Die Politologin Regula Stämpfli kommentiert für den Klein Report diesen Akt der deutlichen Worte gegen sexuelle Gewalt und Machtmissbrauch, der auch als Beispiel für Schweizer Medienunternehmen dienen könnte.
Die unabhängige Expertin Monika Wulf-Mathies, die mit ihren 76 Jahren eine bemerkenswerte Karriere als Gewerkschafterin und EU-Kommissarin hingelegt hat, war am Mittwoch in ihrem Fazit vor den Medien deutlich: «Es hat sich sehr schnell gezeigt, dass das Thema sexuelle Belästigung nur die Spitze des Eisbergs ist, hinter dem sich Machtmissbrauch, vielfältige Diskriminierungserfahrungen und eine Unzufriedenheit mit dem Betriebsklima verbergen.»

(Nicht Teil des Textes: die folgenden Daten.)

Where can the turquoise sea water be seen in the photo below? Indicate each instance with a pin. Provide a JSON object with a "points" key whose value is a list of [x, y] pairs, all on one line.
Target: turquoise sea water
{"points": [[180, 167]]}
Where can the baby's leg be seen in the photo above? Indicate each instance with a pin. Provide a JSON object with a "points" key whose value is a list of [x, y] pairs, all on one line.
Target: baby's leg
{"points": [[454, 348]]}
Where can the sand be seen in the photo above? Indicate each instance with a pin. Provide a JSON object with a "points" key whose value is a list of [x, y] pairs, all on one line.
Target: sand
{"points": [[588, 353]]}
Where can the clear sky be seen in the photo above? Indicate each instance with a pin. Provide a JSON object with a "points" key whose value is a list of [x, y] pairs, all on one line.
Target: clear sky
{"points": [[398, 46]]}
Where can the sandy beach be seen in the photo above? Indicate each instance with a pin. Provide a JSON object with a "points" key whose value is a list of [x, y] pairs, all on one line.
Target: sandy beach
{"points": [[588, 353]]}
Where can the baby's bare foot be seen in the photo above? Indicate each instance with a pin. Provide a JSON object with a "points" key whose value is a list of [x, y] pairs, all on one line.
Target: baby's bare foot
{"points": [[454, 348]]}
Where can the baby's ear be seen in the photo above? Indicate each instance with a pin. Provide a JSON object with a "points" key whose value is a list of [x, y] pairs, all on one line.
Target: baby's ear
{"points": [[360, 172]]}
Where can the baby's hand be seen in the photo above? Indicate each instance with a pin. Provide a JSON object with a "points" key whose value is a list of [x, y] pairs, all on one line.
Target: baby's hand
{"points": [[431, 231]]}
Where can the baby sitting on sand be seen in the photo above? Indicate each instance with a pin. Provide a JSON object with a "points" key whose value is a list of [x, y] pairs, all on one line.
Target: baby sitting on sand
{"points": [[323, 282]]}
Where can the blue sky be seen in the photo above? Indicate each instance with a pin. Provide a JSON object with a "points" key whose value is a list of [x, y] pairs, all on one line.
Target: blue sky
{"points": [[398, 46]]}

Es fehle darüber hinaus «an klaren Regeln und gegenseitiger Wertschätzung», so Wulf-Mathies. Aufgrund dieses Klimas hätten es sich die Frauen gar nicht leisten können, sich bei sexuellen Übergriffen an die Vorgesetzten zu wenden. Nicht zuletzt auch, weil es lange gar keine unabhängige Stelle gab, die für solche Fälle zuständig war. Gerade freie Mitarbeitende, Praktikantinnen und Studentinnen seien besonders starken Abhängigkeitsverhältnissen ausgesetzt, die in der Vergangenheit auch entsprechend ausgenutzt wurden.
Wulf-Mathies fordert deshalb, dass «die Verbesserung des Betriebsklimas zur Chefsache» gemacht werden sollte. Sie schlägt auch eine dauerhafte, externe Anlaufstelle für Betroffene vor. Doch nicht nur dies: Neue umfassende Dienstvereinbarungen sollen getroffen und eine Clearingstelle eingerichtet werden, die alle Beschwerden prüfen kann. Tom Buhrow versprach einen grundlegenden Kulturwandel.
Der WDR ist im deutschsprachigen Raum einer der wenigen Sender, der vom #MeToo-Reformprozess direkt betroffen ist. Aufgedeckt wurden die sexuellen Übergriffe durch eine Zusammenarbeit von «Stern» und dem Rechercheverbund Correctiv.
Es ist auffällig, wie selten #MeToo in den grossen und einflussreichen Medienhäusern thematisiert wird. Wie so oft ist es natürlich einfacher, auf Missbräuche ausserhalb der eigenen Institutionen zu zeigen, als vor der eigenen Haustür zu kehren. Der Bericht von Wulf-Mathies ist deshalb doppelt und dreifach wichtig, weil er ganz bewusst auf das Thema der existierenden Abhängigkeitsverhältnisse, der grossen Macht der Medienanstalten und der Verletzlichkeit der jeweiligen Arbeitsbeziehungen hinweist.
Es wäre zu wünschen, dass sich die Schweiz eine ebenso erfahrene wie unabhängige Expertin leisten würde, die aufgrund von Gesprächen - wie dies Wulf-Mathies getan hat - in allen Medienunternehmen, oder auch in der Bundesverwaltung, eine grundsätzliche Übersicht zur sexuellen Gewalt, Belästigung, sexualisiertem Klima und sexuellen Übergriffen bieten würde.
Denn hier wie dort entscheiden Hierarchie, Macht und ökonomische wie kulturelle Abhängigkeiten über den sexuellen Missbrauch. Es ist höchste Zeit für einen umfassenden Kultur- und Führungswandel.